Remote work is still a relatively new initiative, meaning people are still figuring out the best ways to maintain their work-life balance. But, by using the above tips and others from our article on strategies to maintain your work-life balance while working remotely, you’ll be able to get to grips with this digital new normal.
What are the consequences of poor work-life balance?
Unfortunately, if you don’t get the better of your work-life balance, it’ll get the better of you. While we all have busy weeks, if you routinely find yourself working late, missing dinners with friends, or getting up early to finish work, then you’ll start to face consequences sooner or later. Not all of these consequences will be work-related, with workaholics often suffering from poor social relationships and a general sense of unfulfillment.
A poor work-life balance all starts with stress. This is unsurprising, considering that 80% of workers cite that stress is one of their default emotions at work over half of the time. As the amount of work that an employee has to complete increases, their base level of stress will also rise. Increased stress can lead to lower-quality work, missing deadlines, and a lowered sense of self-esteem.
When an employee feels stressed out, their first reaction isn’t typically to blame their workplace for giving them too much work. On the contrary, they look inward and blame themselves, feeling that they’ve worked too slowly or aren’t competent in their role. This fallacy is the core issue that leads many to burn out, self-loath, or hate their jobs.

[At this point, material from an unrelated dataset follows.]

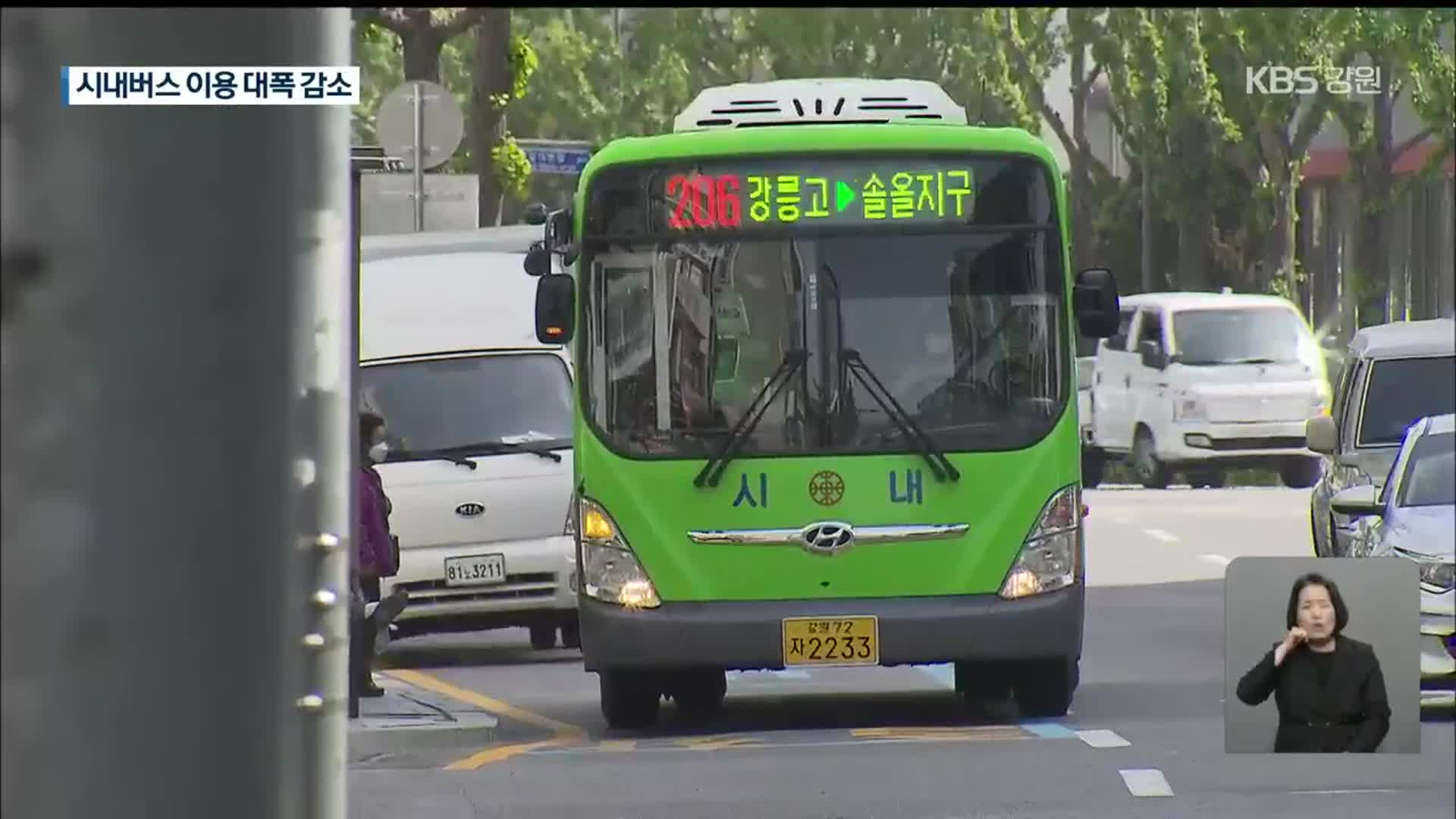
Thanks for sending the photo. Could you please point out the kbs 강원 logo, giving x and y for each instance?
(1308, 79)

If your business doesn’t help employees realise how important a stable work-life balance is, you could start noticing the following impacts on the workplace:
- Decreased Morale – No one is their best self when they have a full schedule. The lighter moments of work, like talking to coworkers, having lunch, or sharing a joke, are few and far between when the whole workplace is worried about finishing all of their tasks. If workers feel stressed at work, the morale of the company will suffer, leading to lower rates of employee well-being.
- Mental Health Struggles – Businesses with poor work-life balances typically have workforces with higher rates of anxiety and depression.

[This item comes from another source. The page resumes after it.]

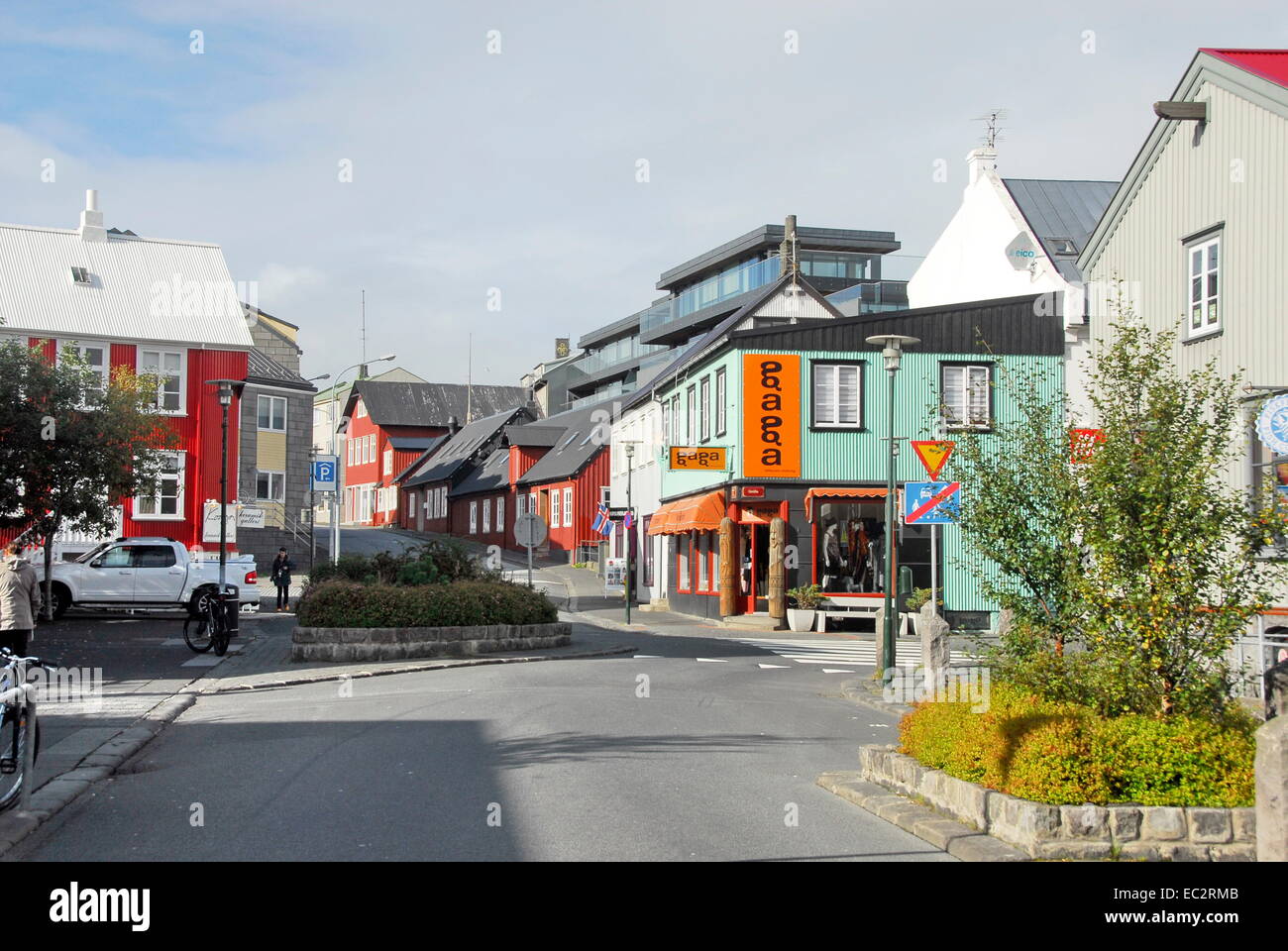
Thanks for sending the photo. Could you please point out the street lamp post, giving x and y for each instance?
(892, 350)
(227, 388)
(339, 471)
(630, 526)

- Lower Productivity – if employees have to constantly juggle 100 tasks, they’ll end up completing them to a lower quality to keep all the plates spinning. Overworking employees only hurts the business, as it demotivates workers while reducing project quality.
Luckily, your business can create active changes that help employees to take back control of their work-life balance. Read through our article on avoiding the consequences of a poor work-life balance to find out more.
Final Thoughts
Employee well-being is a sprawling and complex topic that’s hard to pin down. While many organisations cite the need to improve employee well-being, doing so is another story. Even if you only take small steps to start to remedy stress factors and improve working conditions, every little movement forward greatly helps.
For companies that want to create an organisation with low employee churn, high rates of happiness, and even higher productivity figures, focusing on employee well-being should be at the top of the priority list. Over the past few years, wellness and mental health conversations have come a long way. But, we’re still only just getting started.
Make 2024 and beyond the year that your business starts to take the power of your employees seriously. A happy employee is a hard-working one.